SEE misses out showing every byte when the name cannot be found

TG9541 / stm8ef

STM8 eForth - a user friendly Forth for simple µCs with docs

https://github.com/TG9541/stm8ef/wiki

Other

315 stars 66 forks source link

SEE misses out showing every byte when the name cannot be found #26

Closed RigTig closed 7 years ago

RigTig commented 7 years ago

SEE misses out showing every byte when the name cannot be found and then misses out on some names too.

For example:

see see ' CR 1- 2+ DUP @ DUP 83 94 CD 51 83 94 CD 8F .ID 1+ 5 93 U. NUF? 83 94 CC 72 7D 57 ...

A better SEE is:

see3 see ' CR 1- 2+ DUP @ DUP CD 83 4E 94 9E >NAME CD 83 49 94 AE SPACE .ID 1+ 20 5 AD 93 U. NUF? CD 83 4E 94 8A DROP 94 7D ...

What you get to see depends upon what word headers exist. The option flags in globconf.inc control the inclusion (or exclusion) of both complete words or just their headers. In this example, 'CD 83 4E' would have shown as '?branch' if the WORDS_LINKRUNTI option had been set to 1 when the STM8 was flashed.

The Forth code for SEE3 is : SEE3 ( -- ; ) \ A simple decompiler. \ Updated for byte machines. ' CR 1- BEGIN 2+ DUP @ DUP IF

NAME THEN ?DUP IF SPACE .ID 1+ ELSE 1- DUP C@ U. THEN NUF? UNTIL DROP ;

2fix: In forth.asm, replace SEE3: CALLR DUPPCAT with SEE3: CALL ONEM CALLR DUPPCAT

Note: I am working backwards through forth.asm and adding more to the list of words removed with the BAREBONES option in globconf.inc. I am choosing words that can be added back in NVM mode or just put in ram for a temporary use because they can be written in Forth code. I may find other issues as I pick my way through the word list.

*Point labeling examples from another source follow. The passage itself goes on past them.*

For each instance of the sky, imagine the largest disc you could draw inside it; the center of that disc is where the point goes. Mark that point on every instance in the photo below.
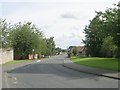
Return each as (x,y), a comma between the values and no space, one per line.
(63,19)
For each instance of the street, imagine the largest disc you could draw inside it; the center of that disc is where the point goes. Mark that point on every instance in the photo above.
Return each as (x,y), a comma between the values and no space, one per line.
(50,73)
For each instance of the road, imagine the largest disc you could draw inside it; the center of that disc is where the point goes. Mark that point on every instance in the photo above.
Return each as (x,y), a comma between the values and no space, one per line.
(51,73)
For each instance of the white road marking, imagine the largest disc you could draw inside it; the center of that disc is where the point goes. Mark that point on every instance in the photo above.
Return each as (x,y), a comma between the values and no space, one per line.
(6,81)
(39,61)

TG9541 commented 7 years ago

Hi RigTig, when I started working on Dr. C.H. Ting's STM8EF SEE was a bit more broken for STC than now. At that point, some of the execution threads were already tangled (e.g. a word anded with a jump to DROP. In my pursuit of denser code, I did more things that broke SEE than I can remember:

use more opportunities to merge threads with tail jumps
use relative jumps instead CALL BRAN
use assembly code when it's more efficient than STC Forth
factor out assembly segments that are not Forth threads
use more tricks (e.g. optionally use registers for return values, swap X/Y)
...

I can see several things here:

SEE is an important tool for reverse engineering
there are many opportunities for making code more dense I may have missed by optimizing ROM code (e.g. structure words like IF, THEN, or WHILE ...)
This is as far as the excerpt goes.